If Testing Companies Use AI to Grade
Source: Nick Potkalitsky Substack
Author: Nick Potkalitsky
Original source: https://nickpotkalitsky.substack.com/p/if-testing-companies-use-ai-to-grade
Private backup: the full article text is archived in the private repository at archives/articles/nickpotkalitsky-substack-com-if-testing-companies-use-ai-to-grade.source.md. It is not published on the public Quartz site.
Summary
Nick Potkalitsky investigates what it means when standardized tests or districts use “AI” to grade student writing. He distinguishes Ohio’s operational use of discriminative AI, which classifies existing writing under human-validated scoring systems, from generative AI tools like ChatGPT, which produce new text and remain unreliable for grading. The article emphasizes prompt sensitivity, model drift, inconsistent harshness or leniency, and potential bias against English learners when training data is insufficient or unrepresentative. Potkalitsky argues educators should ask precise questions about AI type, training data, validation, human oversight, and which students might be disadvantaged.
Big ideas
- AI tools should be judged by the work they will actually do
- Schools should start with learning values before choosing AI tools
- District AI work is a long-term redesign project
- AI access tiers can widen educational inequity
Claims
- AI grading systems need transparency, validation, and bias checks
- AI tools should be tested on the real tasks they will be used for
- Schools should start with learning values before choosing AI tools
- Rushed school AI plans can worsen wellbeing and equity risks
Key evidence and examples
- Ohio’s system is described as a hybrid human-AI process rather than ChatGPT-style grading.

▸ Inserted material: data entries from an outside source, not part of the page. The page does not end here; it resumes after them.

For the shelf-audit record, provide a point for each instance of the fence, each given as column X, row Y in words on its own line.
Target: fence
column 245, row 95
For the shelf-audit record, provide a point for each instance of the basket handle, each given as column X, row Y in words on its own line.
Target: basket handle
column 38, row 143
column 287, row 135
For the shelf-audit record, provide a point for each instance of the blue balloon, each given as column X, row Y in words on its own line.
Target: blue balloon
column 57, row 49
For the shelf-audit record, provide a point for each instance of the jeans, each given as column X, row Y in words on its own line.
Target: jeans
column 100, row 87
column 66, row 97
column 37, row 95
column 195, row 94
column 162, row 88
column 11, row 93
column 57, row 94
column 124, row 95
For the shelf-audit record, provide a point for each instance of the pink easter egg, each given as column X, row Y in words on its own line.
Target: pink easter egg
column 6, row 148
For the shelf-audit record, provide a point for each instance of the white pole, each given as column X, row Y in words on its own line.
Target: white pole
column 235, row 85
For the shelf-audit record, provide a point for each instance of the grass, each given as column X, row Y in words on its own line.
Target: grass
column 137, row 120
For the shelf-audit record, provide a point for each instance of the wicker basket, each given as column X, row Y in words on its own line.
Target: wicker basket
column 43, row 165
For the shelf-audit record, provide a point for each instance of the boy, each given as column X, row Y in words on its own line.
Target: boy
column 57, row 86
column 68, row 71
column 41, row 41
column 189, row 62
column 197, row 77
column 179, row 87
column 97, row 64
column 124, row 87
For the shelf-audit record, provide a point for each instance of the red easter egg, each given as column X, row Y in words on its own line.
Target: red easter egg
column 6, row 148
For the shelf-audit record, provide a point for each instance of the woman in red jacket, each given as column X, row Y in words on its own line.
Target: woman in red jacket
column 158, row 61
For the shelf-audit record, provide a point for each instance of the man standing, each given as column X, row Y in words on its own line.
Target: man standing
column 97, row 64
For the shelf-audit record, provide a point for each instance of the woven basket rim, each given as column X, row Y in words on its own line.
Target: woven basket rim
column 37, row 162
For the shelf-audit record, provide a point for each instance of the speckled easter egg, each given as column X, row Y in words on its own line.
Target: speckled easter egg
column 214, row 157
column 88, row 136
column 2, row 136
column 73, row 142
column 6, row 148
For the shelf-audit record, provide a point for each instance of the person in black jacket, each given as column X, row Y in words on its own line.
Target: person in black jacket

- The article contrasts operational scoring systems with generative AI experiments that are sensitive to prompts, model versions, and scoring persona.
- It cites concerns that English learner essays can be scored lower than native-speaker essays judged equal by human raters.
- The article calls for documentation, validation, representative data, bias testing, and human oversight before consequential grading use.
Education relevance
Highly relevant for standardized testing, district AI procurement, writing assessment, English learner equity, and responsible AI governance in schools.